Fingerprints have been used by police forces to identify people present at a crime scene for almost 150 years. But the marks left behind by fingers can hold more information than just the identity of the person who made them. Residues of any substances the person had been in contact with can also be transferred to surfaces they touch — but recovering and identifying those substances can be very difficult.
Researchers from Louisiana State University in Baton Rouge have now devised a method which, they believe, could help considerably with this problem. Inspired by team member Eden Camp’s time interring with the Louisiana State Police Crime Lab, chemistry professor Kermit Murray and postdoc Fabrizio Donnarumma applied their expertise in using infra-red lasers to lift minute layers of tissues for bioanalysis to the problem.
In a paper in the Journal of The American Society of Mass Spectrometry, Murray’s team describes how they found they could use their laser equipment to ablate away fingermarks from a surface, suck the resulting vapour into a thimble-sized filter system and then subject these captured materials to techniques such as gas chromatography of mass spectroscopy to identify what substances were present. The ablation works by rapidly and specifically vapourising any water in the fingermark, carrying any other trapped material off the surface. This preserves the integrity of chemical residues, Donnarumma said.
"We realised that if our techniques work for biomolecules as fragile as DNA and RNA, it should work with almost anything," he said. "We can capture almost anything that is on a surface.

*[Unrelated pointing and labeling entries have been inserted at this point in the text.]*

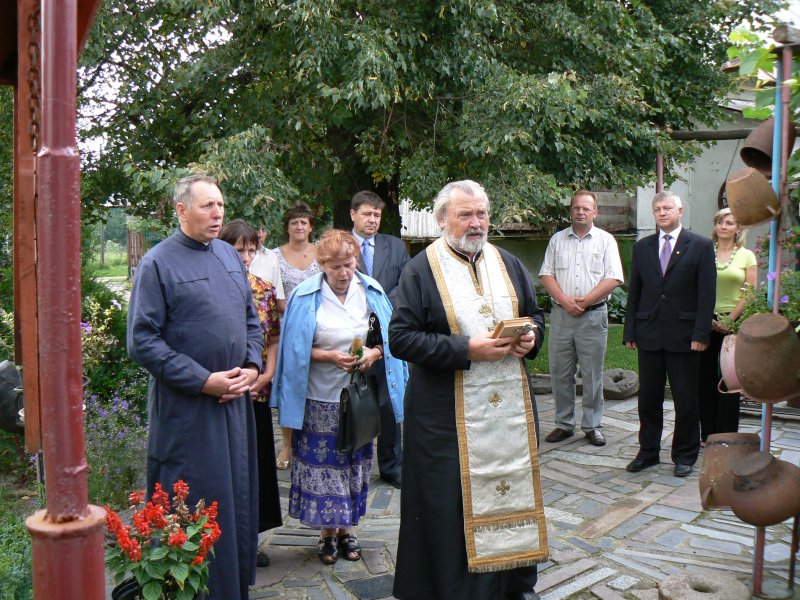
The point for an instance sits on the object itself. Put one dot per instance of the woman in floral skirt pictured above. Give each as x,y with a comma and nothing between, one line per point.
324,316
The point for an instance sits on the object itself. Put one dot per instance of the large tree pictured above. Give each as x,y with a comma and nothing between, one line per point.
314,99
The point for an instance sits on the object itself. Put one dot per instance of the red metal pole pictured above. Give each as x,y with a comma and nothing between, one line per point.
67,535
659,172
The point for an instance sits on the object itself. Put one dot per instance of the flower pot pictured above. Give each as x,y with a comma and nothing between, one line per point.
767,358
751,198
756,151
127,590
716,476
766,491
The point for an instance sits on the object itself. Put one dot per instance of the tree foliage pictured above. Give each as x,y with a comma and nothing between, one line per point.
312,100
758,64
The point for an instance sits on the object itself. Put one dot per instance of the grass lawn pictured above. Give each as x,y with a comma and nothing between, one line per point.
107,270
116,265
618,356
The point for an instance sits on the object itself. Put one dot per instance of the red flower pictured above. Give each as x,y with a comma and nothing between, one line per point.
161,498
181,489
177,539
128,544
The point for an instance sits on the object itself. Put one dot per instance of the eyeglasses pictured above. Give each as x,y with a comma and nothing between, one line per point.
481,215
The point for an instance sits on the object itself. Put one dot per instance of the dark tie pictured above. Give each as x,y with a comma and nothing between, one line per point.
666,252
366,253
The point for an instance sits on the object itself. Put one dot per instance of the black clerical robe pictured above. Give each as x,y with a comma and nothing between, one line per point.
432,555
191,313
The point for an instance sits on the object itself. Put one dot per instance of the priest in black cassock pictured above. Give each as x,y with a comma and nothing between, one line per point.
192,324
472,518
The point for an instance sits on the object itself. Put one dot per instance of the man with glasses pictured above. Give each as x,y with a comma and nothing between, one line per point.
581,268
383,257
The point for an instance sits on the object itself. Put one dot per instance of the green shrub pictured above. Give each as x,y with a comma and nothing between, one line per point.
116,444
16,581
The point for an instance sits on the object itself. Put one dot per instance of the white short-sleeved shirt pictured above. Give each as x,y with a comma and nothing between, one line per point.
265,266
579,264
337,325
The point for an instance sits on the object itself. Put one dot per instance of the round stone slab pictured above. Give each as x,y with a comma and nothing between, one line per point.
698,586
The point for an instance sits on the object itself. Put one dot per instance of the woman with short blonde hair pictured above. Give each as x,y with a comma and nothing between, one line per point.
736,268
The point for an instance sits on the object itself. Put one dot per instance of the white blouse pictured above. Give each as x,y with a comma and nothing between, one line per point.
337,325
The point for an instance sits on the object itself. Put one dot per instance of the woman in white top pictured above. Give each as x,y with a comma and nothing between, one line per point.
297,260
323,318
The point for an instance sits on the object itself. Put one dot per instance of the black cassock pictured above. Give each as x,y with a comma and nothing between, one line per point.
432,555
191,313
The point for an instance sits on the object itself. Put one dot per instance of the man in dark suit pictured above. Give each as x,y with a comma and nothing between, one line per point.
668,319
383,258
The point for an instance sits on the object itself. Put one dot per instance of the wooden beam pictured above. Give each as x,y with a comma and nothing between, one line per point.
786,34
710,135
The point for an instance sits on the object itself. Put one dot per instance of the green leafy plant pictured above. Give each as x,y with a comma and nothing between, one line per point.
16,581
756,300
617,304
116,444
166,547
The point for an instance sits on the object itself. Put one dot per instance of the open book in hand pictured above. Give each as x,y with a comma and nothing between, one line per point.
513,327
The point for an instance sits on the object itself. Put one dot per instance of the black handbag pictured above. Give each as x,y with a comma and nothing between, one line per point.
359,415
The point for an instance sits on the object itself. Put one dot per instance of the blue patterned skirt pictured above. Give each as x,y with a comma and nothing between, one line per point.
329,489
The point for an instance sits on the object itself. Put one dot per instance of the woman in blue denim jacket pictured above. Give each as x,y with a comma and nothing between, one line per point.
324,316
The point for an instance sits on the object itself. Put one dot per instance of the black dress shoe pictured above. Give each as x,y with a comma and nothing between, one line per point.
395,482
640,464
595,438
531,595
682,470
558,435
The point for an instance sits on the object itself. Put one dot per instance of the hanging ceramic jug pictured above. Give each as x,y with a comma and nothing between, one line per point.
716,475
751,197
767,358
766,491
756,151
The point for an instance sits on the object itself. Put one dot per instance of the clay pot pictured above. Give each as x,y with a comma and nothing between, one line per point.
751,198
756,151
766,491
716,476
767,358
727,366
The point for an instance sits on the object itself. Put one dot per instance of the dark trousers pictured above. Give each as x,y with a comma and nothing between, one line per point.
719,411
682,370
390,448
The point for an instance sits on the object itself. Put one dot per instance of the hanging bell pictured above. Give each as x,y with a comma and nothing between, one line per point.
757,149
751,197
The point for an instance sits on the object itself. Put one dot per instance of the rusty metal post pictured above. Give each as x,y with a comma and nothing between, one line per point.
659,172
27,135
67,535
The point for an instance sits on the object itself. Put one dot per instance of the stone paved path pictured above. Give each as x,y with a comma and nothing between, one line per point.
613,535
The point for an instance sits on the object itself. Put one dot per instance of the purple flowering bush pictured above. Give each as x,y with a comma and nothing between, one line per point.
116,444
791,250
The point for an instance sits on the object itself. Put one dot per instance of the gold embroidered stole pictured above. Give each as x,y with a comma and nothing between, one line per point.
504,521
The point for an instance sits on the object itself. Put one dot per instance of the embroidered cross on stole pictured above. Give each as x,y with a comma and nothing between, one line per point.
504,521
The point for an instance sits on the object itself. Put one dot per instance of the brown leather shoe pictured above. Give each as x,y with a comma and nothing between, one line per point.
558,435
595,438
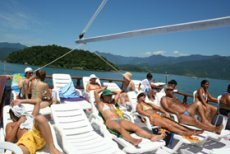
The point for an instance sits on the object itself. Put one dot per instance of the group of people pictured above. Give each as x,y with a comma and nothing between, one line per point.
31,132
31,135
158,115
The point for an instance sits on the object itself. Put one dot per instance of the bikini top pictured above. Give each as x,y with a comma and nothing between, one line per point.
205,96
105,108
146,107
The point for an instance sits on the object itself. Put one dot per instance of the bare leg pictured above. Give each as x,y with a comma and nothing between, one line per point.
44,128
194,122
212,112
139,131
111,124
172,126
24,149
44,104
198,107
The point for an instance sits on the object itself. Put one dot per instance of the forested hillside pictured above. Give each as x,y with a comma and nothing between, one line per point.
41,55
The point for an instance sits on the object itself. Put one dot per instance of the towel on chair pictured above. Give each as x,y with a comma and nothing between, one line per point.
68,91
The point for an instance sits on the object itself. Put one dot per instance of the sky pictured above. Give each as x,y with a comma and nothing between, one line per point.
44,22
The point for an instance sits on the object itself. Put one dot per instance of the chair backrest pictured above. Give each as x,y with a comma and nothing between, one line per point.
85,80
194,95
136,83
60,80
11,147
70,119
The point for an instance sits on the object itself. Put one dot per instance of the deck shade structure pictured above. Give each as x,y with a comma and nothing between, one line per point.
195,25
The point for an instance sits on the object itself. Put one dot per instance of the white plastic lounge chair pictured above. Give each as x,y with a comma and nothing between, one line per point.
59,81
133,97
145,146
6,119
224,132
112,86
77,134
10,147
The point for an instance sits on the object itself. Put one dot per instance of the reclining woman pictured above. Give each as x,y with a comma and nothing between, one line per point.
30,132
114,122
163,121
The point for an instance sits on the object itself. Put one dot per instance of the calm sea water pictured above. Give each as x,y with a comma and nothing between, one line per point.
185,84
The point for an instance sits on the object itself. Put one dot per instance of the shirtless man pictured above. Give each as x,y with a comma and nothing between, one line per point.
225,103
93,85
186,114
24,84
115,122
204,96
164,121
127,84
30,132
40,89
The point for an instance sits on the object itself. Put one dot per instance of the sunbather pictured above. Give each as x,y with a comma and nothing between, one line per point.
225,103
40,89
24,84
204,96
30,132
147,86
115,122
186,114
163,121
93,85
127,84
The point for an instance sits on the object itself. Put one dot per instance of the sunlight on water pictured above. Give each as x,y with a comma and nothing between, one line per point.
185,84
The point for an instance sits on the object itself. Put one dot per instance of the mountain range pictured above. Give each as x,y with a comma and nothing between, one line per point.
7,48
194,65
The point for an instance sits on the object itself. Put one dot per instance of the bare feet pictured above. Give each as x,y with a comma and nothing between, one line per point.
157,137
55,151
136,141
197,132
219,129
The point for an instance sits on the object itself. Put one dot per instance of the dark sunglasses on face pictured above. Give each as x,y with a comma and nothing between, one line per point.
29,73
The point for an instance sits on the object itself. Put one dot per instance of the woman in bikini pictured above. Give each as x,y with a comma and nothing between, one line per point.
163,121
40,89
94,85
114,122
204,96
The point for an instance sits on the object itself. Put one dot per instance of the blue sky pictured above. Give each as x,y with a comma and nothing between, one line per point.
60,22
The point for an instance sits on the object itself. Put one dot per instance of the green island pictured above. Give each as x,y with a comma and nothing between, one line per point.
42,55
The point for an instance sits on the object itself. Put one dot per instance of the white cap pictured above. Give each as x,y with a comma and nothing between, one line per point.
28,69
92,76
18,110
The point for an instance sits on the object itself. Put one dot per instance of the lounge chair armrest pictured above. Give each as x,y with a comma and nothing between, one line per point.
128,116
79,91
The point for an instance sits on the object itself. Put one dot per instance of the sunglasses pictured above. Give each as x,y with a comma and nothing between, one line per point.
29,73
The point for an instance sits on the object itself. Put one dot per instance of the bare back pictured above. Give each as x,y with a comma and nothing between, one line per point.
38,88
225,101
91,86
172,105
108,111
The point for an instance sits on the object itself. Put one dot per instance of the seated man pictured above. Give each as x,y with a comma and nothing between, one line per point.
30,132
24,84
204,96
93,85
151,111
40,89
147,86
186,114
225,103
127,84
115,122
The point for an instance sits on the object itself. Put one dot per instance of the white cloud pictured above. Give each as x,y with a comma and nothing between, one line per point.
179,53
160,52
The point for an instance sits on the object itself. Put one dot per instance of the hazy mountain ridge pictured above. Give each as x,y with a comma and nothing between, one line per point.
7,48
152,60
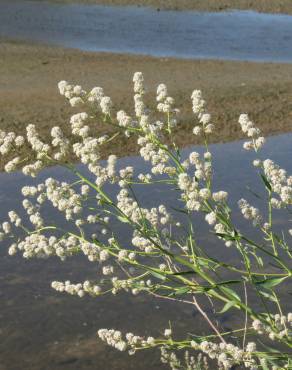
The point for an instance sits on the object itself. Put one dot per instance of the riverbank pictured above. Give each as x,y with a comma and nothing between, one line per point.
264,6
29,74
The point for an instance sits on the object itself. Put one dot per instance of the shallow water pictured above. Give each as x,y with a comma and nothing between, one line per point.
237,35
42,329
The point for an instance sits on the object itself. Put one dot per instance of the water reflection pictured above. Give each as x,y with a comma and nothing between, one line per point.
40,329
238,35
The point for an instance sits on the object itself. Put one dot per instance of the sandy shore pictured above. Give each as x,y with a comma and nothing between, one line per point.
266,6
29,75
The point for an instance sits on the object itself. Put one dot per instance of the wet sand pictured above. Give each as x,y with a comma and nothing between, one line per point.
29,74
265,6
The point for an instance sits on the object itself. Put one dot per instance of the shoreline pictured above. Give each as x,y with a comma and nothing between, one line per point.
262,6
29,74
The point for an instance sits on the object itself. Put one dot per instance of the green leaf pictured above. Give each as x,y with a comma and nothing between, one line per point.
269,283
183,273
157,275
227,306
268,296
180,291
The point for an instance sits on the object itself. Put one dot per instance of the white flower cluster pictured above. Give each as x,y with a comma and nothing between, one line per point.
140,108
10,141
80,289
280,326
125,120
199,110
193,195
134,285
156,216
157,156
249,212
115,339
227,354
12,165
166,105
252,132
59,141
34,214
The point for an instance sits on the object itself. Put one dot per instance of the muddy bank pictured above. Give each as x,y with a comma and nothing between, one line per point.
265,6
29,75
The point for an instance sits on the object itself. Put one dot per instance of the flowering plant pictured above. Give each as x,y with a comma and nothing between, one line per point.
164,258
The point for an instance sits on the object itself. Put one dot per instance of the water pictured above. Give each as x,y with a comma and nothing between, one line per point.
237,35
42,329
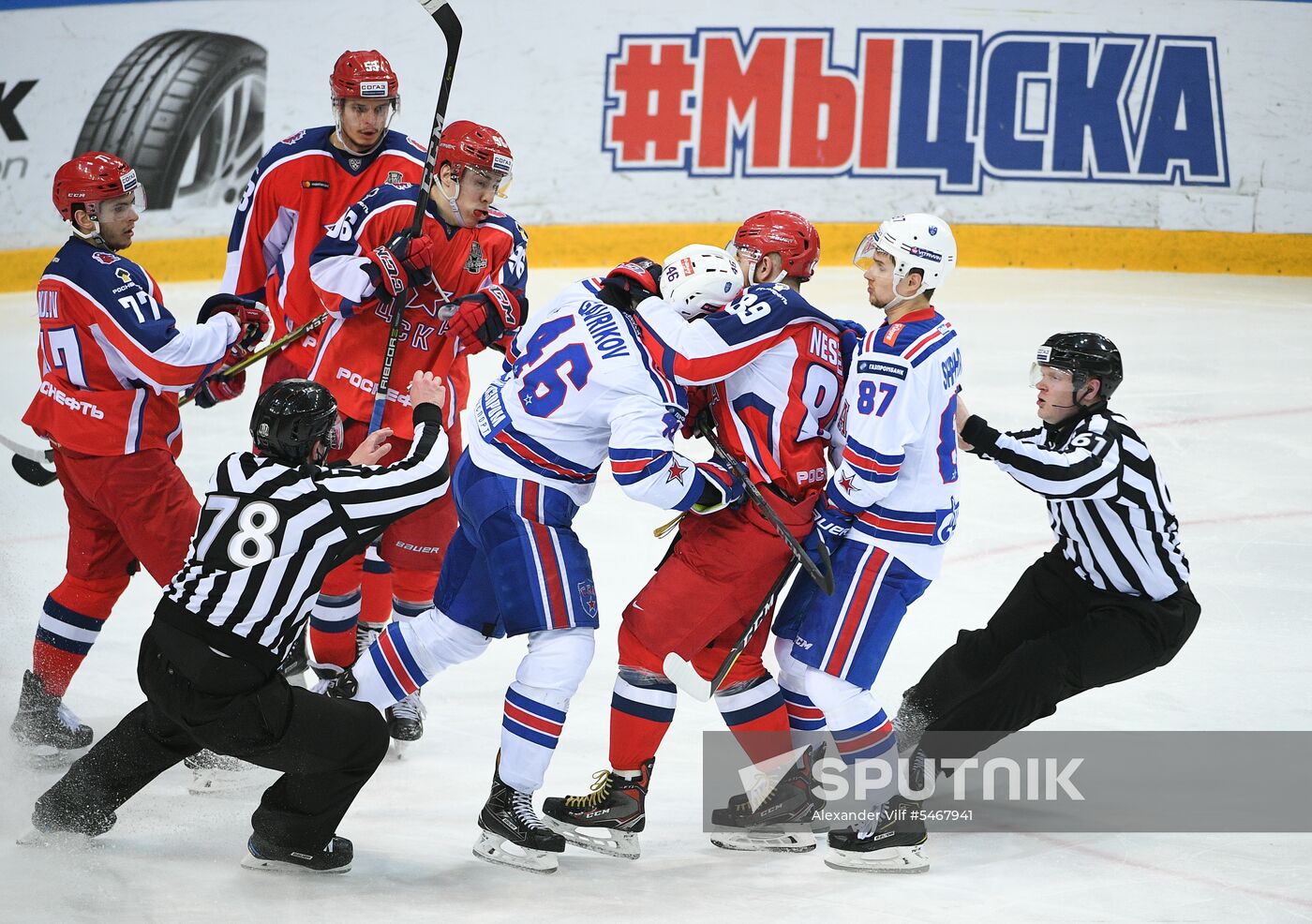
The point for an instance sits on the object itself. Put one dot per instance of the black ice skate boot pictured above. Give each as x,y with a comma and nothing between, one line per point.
297,661
783,818
617,806
508,819
334,857
892,844
216,773
45,724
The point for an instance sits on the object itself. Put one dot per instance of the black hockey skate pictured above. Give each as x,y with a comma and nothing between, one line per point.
334,857
891,845
45,724
55,825
617,806
216,773
508,819
781,821
297,661
406,723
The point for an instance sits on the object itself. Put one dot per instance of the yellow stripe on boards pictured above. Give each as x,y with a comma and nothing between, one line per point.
1022,246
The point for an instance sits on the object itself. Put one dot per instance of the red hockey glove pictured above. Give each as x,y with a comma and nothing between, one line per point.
482,318
721,488
251,317
402,262
630,282
218,389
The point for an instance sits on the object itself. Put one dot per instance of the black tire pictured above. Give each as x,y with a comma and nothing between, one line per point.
163,111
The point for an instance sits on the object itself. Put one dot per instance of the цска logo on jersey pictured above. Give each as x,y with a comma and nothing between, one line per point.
945,105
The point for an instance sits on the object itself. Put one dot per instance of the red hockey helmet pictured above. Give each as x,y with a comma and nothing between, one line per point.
783,232
471,144
94,177
364,75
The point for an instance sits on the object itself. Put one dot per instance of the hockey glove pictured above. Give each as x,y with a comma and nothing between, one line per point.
251,318
630,282
218,389
849,339
400,264
830,528
721,488
482,318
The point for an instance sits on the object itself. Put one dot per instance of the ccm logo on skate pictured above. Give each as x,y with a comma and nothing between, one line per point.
71,403
811,477
367,385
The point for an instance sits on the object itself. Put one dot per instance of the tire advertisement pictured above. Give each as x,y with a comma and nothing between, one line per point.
1168,115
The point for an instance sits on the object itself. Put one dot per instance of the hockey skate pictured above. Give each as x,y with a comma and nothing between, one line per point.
334,857
45,726
508,821
297,661
894,844
783,818
52,827
216,773
614,806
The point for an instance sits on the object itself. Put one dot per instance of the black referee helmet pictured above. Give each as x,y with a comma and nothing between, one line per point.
1084,356
291,419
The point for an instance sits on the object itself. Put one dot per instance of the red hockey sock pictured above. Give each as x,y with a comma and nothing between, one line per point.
332,619
69,622
642,707
751,703
376,600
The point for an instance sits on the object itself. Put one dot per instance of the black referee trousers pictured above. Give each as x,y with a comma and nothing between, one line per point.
1055,635
197,698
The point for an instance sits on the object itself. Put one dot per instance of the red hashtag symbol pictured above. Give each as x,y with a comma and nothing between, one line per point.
652,113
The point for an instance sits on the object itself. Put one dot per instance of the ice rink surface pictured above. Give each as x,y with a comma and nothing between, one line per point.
1216,380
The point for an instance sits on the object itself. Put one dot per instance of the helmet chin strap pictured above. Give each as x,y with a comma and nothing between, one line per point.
341,135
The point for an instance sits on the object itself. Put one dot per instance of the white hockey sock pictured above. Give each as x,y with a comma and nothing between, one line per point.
537,701
806,720
410,652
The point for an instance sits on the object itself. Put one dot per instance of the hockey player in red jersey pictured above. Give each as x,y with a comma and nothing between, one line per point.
771,364
297,193
112,363
304,186
461,285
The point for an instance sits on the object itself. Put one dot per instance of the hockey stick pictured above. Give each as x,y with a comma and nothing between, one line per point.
823,577
450,25
28,462
685,676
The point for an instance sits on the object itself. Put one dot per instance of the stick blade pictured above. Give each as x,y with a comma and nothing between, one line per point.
33,472
686,678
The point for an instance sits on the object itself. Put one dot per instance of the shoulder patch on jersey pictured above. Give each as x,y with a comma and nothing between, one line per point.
881,367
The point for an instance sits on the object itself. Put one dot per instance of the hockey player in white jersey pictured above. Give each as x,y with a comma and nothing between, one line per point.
887,512
579,387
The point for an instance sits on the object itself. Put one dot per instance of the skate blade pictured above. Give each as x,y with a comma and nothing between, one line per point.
619,844
48,756
207,782
889,860
260,864
492,848
768,842
58,841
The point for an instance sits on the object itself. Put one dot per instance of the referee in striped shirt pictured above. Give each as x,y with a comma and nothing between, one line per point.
273,524
1108,603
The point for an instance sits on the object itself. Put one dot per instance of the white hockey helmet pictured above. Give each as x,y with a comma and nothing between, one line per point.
699,278
915,242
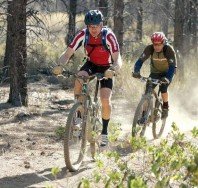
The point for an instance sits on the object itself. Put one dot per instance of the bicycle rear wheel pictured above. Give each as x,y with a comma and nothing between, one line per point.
75,137
138,129
158,123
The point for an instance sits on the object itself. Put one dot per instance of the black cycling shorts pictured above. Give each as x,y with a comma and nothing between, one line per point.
163,87
91,69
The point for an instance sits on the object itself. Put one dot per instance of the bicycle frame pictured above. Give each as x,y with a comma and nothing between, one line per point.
150,92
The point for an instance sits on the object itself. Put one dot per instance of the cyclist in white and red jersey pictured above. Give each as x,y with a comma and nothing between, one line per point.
101,49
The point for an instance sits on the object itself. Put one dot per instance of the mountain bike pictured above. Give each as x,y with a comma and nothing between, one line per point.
83,124
149,111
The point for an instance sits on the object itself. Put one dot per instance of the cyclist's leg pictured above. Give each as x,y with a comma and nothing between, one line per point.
105,96
165,106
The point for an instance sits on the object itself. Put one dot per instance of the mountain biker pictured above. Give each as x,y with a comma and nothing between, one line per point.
98,60
162,65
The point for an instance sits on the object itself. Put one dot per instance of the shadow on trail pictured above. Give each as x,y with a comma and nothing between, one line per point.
5,106
30,179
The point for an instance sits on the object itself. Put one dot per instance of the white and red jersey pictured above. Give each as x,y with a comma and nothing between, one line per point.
99,55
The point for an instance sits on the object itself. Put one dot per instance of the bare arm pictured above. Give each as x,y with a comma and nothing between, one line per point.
65,56
117,61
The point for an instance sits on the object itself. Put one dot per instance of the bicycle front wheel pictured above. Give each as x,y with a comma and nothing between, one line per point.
75,137
141,117
158,122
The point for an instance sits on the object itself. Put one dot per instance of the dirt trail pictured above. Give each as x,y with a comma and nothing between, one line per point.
29,147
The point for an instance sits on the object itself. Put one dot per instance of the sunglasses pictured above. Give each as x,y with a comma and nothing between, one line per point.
94,26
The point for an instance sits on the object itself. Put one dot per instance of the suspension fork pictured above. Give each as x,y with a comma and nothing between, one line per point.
96,91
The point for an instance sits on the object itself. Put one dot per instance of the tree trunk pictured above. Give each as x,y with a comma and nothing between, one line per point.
17,53
119,22
139,21
96,4
194,28
178,25
72,21
8,43
165,20
103,7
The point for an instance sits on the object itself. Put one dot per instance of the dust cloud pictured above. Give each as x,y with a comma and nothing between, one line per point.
183,111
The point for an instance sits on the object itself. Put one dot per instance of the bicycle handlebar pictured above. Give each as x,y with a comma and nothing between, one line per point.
154,81
99,76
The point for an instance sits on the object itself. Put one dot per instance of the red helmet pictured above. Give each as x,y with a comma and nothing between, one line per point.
158,37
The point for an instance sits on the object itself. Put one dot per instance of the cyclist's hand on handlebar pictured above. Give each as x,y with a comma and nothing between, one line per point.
165,80
136,75
58,70
109,73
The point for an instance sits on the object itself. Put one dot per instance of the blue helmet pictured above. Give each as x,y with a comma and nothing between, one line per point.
93,17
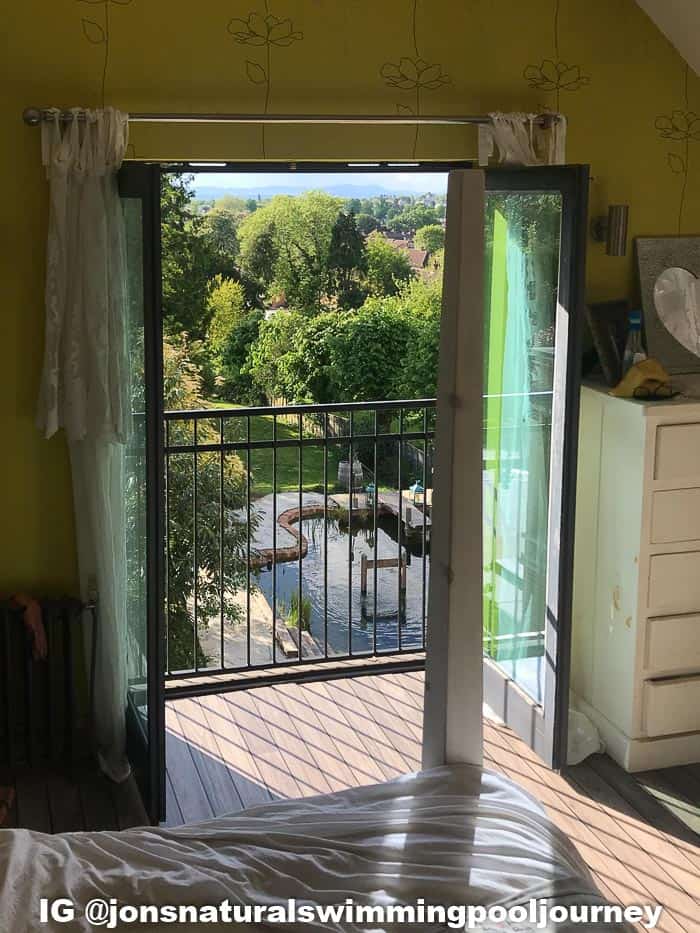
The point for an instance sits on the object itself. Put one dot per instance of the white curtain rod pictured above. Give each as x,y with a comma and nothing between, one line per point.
34,116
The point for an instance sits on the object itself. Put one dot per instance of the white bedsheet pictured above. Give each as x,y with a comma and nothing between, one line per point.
452,835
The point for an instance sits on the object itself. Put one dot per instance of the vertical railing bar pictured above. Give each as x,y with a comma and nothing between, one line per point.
351,484
375,479
398,535
300,529
325,534
425,520
274,540
168,605
195,532
222,565
247,605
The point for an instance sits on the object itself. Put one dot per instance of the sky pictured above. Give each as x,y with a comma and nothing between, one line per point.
414,182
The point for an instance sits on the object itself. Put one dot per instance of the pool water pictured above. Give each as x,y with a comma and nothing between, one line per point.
347,615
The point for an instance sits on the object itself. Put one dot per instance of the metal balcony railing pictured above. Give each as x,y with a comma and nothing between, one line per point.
296,534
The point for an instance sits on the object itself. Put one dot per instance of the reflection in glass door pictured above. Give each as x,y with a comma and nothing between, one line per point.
135,471
522,246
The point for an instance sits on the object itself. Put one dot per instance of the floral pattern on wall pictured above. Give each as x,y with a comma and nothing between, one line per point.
413,74
97,31
555,75
680,126
265,31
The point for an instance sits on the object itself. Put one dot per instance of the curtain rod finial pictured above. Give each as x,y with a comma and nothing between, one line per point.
32,116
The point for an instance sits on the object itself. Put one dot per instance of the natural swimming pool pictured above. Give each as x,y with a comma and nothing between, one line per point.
330,580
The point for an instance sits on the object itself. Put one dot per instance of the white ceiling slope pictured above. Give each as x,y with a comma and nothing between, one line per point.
679,20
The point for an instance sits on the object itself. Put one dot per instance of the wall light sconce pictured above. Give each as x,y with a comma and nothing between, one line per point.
612,229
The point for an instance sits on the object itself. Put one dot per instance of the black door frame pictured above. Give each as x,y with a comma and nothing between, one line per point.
545,727
142,180
146,744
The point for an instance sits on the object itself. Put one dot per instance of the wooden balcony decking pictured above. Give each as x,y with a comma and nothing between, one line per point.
229,751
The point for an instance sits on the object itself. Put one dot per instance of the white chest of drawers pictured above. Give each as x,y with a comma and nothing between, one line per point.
636,620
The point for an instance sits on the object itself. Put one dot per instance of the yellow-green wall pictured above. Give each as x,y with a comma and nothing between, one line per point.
623,81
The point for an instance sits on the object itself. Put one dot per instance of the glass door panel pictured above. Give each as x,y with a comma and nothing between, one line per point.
138,185
136,472
522,237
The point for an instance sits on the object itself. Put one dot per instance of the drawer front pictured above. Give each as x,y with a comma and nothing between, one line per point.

In this case, it just happened to be fingermarks." The prototype system they developed has been successful in ablating fingermarks on glass, plastic, aluminium and even cardboard, from which it is notoriously difficult to lift fingerprints, and has identified residues of substances including antiseptic cream, caffeine, condom lubricant and TNT. "We have been using infrared lasers for many years to ablate biomolecules from tissue samples for mass spectrometry, so we know that they are very efficient," Murray said. "Thanks to Eden's initiative, we now have a promising new application."
The technique might be particularly useful for bomb squads, the team said, helping them identify fingermarks left by people who had been in contact with explosives or their ingredients and also identifying which explosives had been used.
Murray is hoping to develop a portable system that uses fibre-optics to direct and focus the laser, expanding the geometry and type of surface it can be used on. "A laser beam is a straight line," Donnarumma said. "It can be difficult to focus a traditional laser system at a precise point, especially on an uneven surface. But if you run that laser through a flexible optical fibre, similar to how a fibre optic cable works, you can sample a wider variety of surfaces more easily."